A printed version of online reference site Wikipedia could be yours for $500,000 – but you might have to clear some space on your bookshelves. Artist Michael Mandiberg has written software to convert the site’s 11.5 million entries into a format suitable for printing.
An exhibition in New York’s East Village will show the entire 11GB compressed file being uploaded to print-on-demand site Lulu.com. The upload is expected to take two weeks, after that time the entire collection will be available to buy. The paper would cost £50,000 alone for anyone trying to recreate it at home. The very first entry will be the exclamation mark, followed by chess move notation “!!” and a Sacramento dance-punk band called “!!!”. But given that Wikipedia is constantly updated by a huge team of volunteers, the collection will be out of date before it is even available to buy.

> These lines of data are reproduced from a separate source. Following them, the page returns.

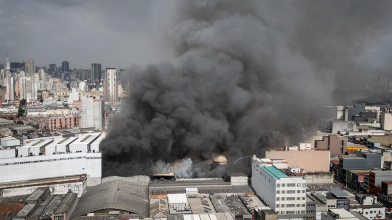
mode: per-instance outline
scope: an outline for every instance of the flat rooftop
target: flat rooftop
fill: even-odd
[[[29,148],[30,147],[39,148],[53,141],[53,139],[42,139],[32,141],[20,148]]]
[[[33,192],[29,196],[26,201],[36,201],[41,196],[48,190],[46,189],[37,189]]]
[[[94,138],[96,138],[101,133],[92,133],[91,134],[83,134],[79,137],[77,140],[75,140],[71,144],[87,144],[92,141]]]
[[[267,171],[272,177],[276,180],[279,180],[282,177],[288,177],[286,174],[285,174],[273,166],[263,166],[263,169]]]

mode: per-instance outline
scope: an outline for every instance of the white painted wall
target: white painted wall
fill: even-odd
[[[5,158],[15,158],[15,151],[14,148],[0,150],[0,159],[4,159]]]
[[[102,177],[101,154],[78,153],[26,157],[0,160],[0,183],[86,174]]]

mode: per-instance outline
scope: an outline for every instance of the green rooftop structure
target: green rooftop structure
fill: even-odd
[[[276,180],[279,180],[282,177],[288,177],[286,174],[285,174],[273,166],[263,166],[263,169]]]

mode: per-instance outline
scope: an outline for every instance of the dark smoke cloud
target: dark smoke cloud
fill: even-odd
[[[222,175],[229,169],[210,172],[205,161],[261,155],[282,137],[304,141],[331,101],[334,74],[385,27],[374,1],[314,2],[178,2],[168,31],[175,62],[122,78],[132,93],[101,144],[104,175],[150,175],[176,161],[178,176]]]

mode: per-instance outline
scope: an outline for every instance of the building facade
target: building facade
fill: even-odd
[[[21,99],[30,102],[38,97],[37,79],[23,77],[19,78],[19,95]]]
[[[287,176],[277,167],[285,163],[270,159],[252,159],[251,185],[255,192],[278,215],[299,215],[306,209],[306,179]],[[279,216],[278,216],[279,217]]]
[[[97,83],[101,82],[102,69],[101,63],[91,63],[90,69],[90,80]]]
[[[80,97],[81,127],[103,128],[105,127],[104,107],[105,102],[99,96],[82,96]]]
[[[118,101],[118,83],[116,76],[116,69],[106,68],[106,80],[105,85],[105,101]]]
[[[69,62],[64,61],[61,63],[61,71],[63,72],[70,72],[70,63]]]
[[[7,87],[5,93],[5,99],[10,101],[15,100],[15,81],[13,76],[5,77],[4,79],[5,86]]]
[[[36,64],[34,63],[34,59],[28,59],[25,63],[25,72],[26,76],[32,77],[36,72]]]
[[[45,119],[46,128],[49,130],[80,127],[80,116],[78,115],[50,115]]]

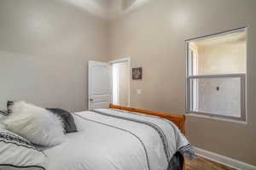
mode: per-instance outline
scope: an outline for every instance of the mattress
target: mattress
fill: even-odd
[[[43,148],[49,170],[166,170],[177,151],[193,154],[166,119],[113,109],[73,116],[79,132],[67,133],[60,145]]]

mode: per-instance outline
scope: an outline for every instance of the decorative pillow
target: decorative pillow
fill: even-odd
[[[7,101],[7,113],[9,115],[12,113],[11,106],[14,105],[15,101]]]
[[[45,156],[31,142],[9,131],[0,129],[1,170],[45,170]]]
[[[77,126],[74,122],[73,117],[71,113],[69,113],[65,110],[58,109],[58,108],[46,108],[46,109],[51,111],[52,113],[59,116],[60,117],[61,117],[66,133],[78,132]]]
[[[7,129],[43,146],[64,141],[62,122],[56,115],[24,101],[14,102],[10,110],[11,115],[3,120]]]

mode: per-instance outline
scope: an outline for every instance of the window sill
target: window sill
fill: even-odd
[[[224,118],[224,117],[217,117],[217,116],[207,116],[207,115],[200,115],[200,114],[196,114],[196,113],[187,113],[186,116],[197,116],[197,117],[202,117],[202,118],[217,120],[217,121],[224,121],[224,122],[247,124],[247,121],[233,120],[233,119]]]

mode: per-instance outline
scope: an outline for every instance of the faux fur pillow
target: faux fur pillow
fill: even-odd
[[[62,122],[56,115],[24,101],[15,102],[10,110],[11,115],[3,121],[7,129],[43,146],[64,141]]]

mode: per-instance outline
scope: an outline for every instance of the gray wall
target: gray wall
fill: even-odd
[[[131,105],[184,114],[184,41],[247,26],[247,123],[188,116],[186,128],[195,146],[256,165],[255,16],[255,0],[157,0],[112,21],[110,56],[143,69],[143,81],[131,82]]]
[[[108,23],[63,1],[0,1],[0,108],[7,99],[87,109],[87,61],[107,61]]]

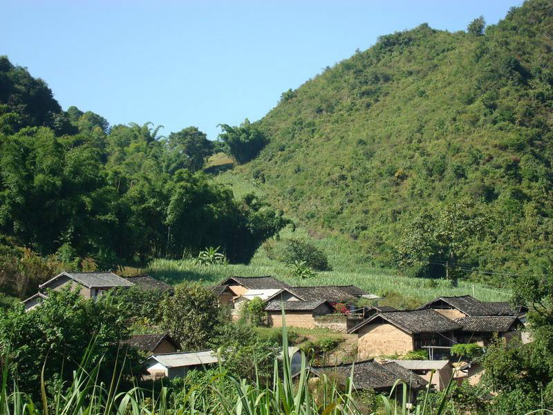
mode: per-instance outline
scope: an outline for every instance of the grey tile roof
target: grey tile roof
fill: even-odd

The final edition is likely to run to 7,600 volumes. The contents section will be 91 volumes alone. The feat is part poetic gesture and part data visualisation project. Mandiberg said, “When I started, I wondered ‘what if I took this new thing and made it into that old thing’.”
Lulu.com Vice President Dan Dillon told The New York Times, “It’s not every day someone comes to you and says, ‘I’d like to make a printed inventory of the largest storehouse of human knowledge in English, and would like to use your website’.”